Jupp was born in Dorking, Surrey, and played his earliest cricket for the Wellesley House club in Twickenham.Despite not having any experience of first-class cricket took his place in a strong Surrey eleven that was to beat the best of the rest of England in 1864 by nine wickets. With Thomas Humphrey, he formed Surrey’s first strong opening partnership.
Although Surrey’s champion 1860s team collapsed so badly that by 1871 Surrey had become so weak as to win none of thirteen county games, and their batting depth declined to the point of almost total dependence on Jupp, the erratic Humphrey brothers and Ted Pooley, this did not affect Jupp’s ability. Harry Jupp first scored 1,000 runs in 1866, in which year he hit 165 against Lancashire, and toured North America in 1868. He reached four figures every year from 1869 to 1874. In the last named year Jupp achieved the amazing feat of carrying his bat through both innings of a match against Yorkshire, a feat equalled in England only by Sep Kinneir, Cecil Wood, Vijay Merchantand Jimmy Cook. The previous winter he had participated in the first English tour of Australia.
19 November 1841 Dorking, Surrey
8 April 1889 (aged 47) Bermondsey, London
Right-hand bat (RHB)
5 wickets in innings
10 wickets in match
1st Test 1876-1877
In the 1st ever Test series that took place from March to April 1877 Harry Jupp was England’s opening batsman. England lost the toss and were made to field. Harry Jupp following England Captain James Lillywhite onto the Melbourne pitch, was the 2nd Test Player to appear in Test Cricket. He was 96 days older than his Captain at 35 years 116 days old. As the rest of the England team came onto the pitch he was passed, in age, by Tom Emmett (England No: 8) and James Southerton (England No: 11). In the 1st Test Harry toiled in the field for a day and a half and then became England’s first ever test batsman as he faced a first ball from Australian opening bowler John Hodges. Harry want on to make only the 2nd test 50 (Charles Bannerman of Australia had made 165 in the 1st Innings) and finished on 63. He ended the 2nd day on 54 not out. Jupp’s 63 in an Innings became the 2nd best Innings score of the match. At the end of the match he scored 67 runs the 2nd highest total by a test batsman at that time.

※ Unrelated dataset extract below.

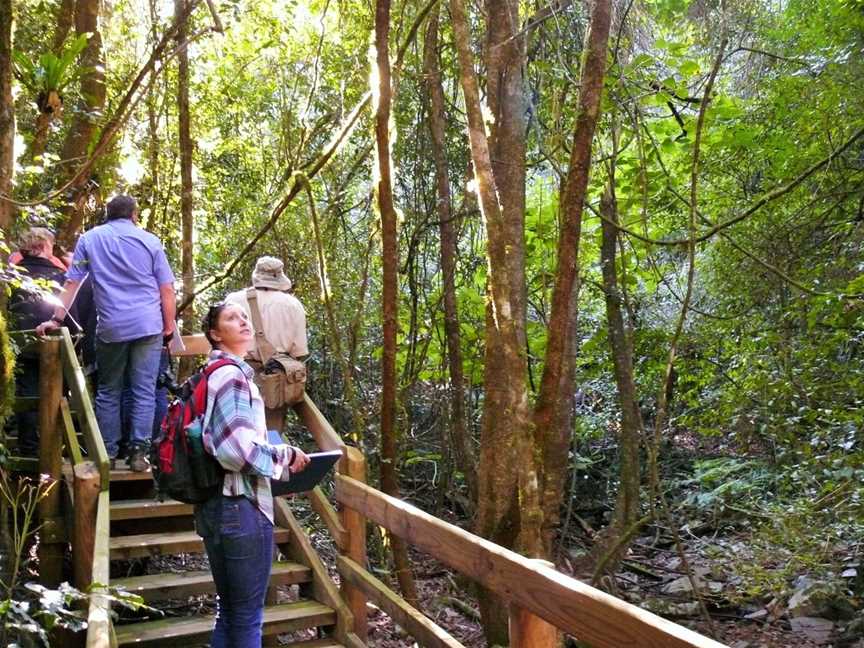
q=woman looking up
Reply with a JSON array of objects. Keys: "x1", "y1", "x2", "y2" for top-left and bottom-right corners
[{"x1": 196, "y1": 301, "x2": 310, "y2": 648}]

Outside of cricket, Jupp was originally a bricklayer, and became a pub landlord in 1875. In that same year, his first wife died and he remarried a woman named Rose. However, as a batsman Jupp scored less than half as many runs as in 1874, and despite touring with James Lillywhite’s side in 1876/7 and playing in the matches that became known as the first two Test matches, his batting never reached the heights of 1874. In 1881, he was given a benefit match between the North and South at the Oval, but declined so badly his best score in fourteen innings was twenty and he dropped out of the Surrey eleven after the August Bank Holiday. A benefit match was played every year at Dorking for him after this.
After he retired as a player, Jupp was an umpire until 1888 and professional to the Lymington Cricket Club in 1883.Jupp died in Bermondsey, London. He was buried at Nunhead where his gravestone may be found in the undergrowth of the extreme SW corner of the cemetery.